Federal S&T expenditures are classified into socioeconomic objectives. This is a way to track trends and spending across different areas, such as health, industry, agriculture, energy, space and defence.
The objective receiving the highest overall government S&T spending in 2008/2009 was protection and improvement of human health, at $2.2 billion. The objectives receiving the most R&D spending were protection and improvement of human health ($1.6 billion), industrial protection and technology ($1.0 billion) and non-oriented research ($754 million).
The most notable changes in socio-economic categories from 2006/2007 to 2008/2009 were an increase in R&D spending for production, distribution and rational use of energy (36%); transport (33%); social structures and relationships (26%); and protection and improvement of human health (20%). Only fishing saw a large decrease (58%) in R&D spending.
In 2010/2011, the total number of full-time equivalent employees working for the federal government in S&T roles is expected to reach 39,182. This is an almost 9% increase from the 36,027 S&T personnel employed in 2006/2007. Nearly half (46%) of the 2010/2011 employees are classified as scientific and professional (18,028), while the others are divided between technical roles (9,280) and those engaged in support activities (11,874).
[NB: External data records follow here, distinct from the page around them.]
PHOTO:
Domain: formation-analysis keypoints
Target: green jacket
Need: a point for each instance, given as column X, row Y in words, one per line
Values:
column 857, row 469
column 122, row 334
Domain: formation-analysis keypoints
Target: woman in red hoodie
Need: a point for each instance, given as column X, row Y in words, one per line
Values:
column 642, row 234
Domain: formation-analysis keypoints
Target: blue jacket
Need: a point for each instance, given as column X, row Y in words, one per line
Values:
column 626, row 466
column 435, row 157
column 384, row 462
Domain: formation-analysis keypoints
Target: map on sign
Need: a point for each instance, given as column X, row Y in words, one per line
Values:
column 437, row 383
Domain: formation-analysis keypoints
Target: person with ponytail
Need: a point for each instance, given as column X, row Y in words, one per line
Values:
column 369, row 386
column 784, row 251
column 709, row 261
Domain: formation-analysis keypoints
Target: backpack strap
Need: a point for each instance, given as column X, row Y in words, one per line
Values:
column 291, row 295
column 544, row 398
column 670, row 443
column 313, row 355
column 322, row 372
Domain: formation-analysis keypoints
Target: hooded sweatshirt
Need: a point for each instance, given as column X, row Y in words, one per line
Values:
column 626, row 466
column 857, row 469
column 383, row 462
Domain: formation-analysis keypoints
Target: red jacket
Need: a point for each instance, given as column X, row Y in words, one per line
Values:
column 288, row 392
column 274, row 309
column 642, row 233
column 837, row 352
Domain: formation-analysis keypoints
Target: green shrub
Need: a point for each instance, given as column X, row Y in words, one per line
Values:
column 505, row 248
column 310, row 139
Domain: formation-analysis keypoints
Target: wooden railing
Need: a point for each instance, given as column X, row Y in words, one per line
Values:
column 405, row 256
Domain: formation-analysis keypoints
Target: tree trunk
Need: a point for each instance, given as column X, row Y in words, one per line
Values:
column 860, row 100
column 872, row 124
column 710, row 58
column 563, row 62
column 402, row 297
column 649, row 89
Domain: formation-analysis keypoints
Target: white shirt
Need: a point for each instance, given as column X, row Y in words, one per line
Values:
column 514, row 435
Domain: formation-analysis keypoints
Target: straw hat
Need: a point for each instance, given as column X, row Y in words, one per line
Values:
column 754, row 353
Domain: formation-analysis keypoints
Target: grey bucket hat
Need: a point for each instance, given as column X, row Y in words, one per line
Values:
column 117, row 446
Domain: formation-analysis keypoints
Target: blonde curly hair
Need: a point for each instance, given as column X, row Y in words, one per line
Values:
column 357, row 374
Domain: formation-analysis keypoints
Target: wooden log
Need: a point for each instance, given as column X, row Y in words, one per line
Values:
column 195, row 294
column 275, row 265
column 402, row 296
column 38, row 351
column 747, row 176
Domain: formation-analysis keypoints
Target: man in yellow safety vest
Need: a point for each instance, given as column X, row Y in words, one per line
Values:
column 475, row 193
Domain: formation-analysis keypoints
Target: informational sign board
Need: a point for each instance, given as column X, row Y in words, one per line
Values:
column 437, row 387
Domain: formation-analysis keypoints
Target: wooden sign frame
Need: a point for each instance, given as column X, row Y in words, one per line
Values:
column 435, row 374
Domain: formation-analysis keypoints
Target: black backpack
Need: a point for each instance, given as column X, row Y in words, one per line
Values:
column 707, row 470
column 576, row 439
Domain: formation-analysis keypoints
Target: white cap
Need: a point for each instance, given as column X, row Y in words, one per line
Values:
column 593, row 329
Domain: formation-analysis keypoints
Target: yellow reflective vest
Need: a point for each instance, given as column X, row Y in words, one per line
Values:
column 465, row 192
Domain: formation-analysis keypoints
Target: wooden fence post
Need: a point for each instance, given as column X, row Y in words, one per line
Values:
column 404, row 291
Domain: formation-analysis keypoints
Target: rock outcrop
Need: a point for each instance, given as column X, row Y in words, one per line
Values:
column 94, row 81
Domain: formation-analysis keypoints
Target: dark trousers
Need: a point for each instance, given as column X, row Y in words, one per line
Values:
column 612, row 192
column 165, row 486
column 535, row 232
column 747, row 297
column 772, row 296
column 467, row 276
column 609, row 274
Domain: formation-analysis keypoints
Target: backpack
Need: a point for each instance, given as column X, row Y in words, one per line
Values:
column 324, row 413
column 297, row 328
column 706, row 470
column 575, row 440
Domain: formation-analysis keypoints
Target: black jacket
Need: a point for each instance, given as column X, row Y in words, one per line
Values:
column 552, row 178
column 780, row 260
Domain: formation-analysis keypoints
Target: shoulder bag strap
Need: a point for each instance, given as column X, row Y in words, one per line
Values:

Federal government S&T activities are available for natural sciences and engineering and for social sciences and humanities. Seven in 10 federal S&T employees work in natural sciences and engineering and the rest work in social sciences and humanities. These ratios have held steady since 2007/2008 and align with anticipated federal funding in 2010/2011: $8.7 billion directed at natural sciences and engineering and $2.9 billion for social sciences and humanities.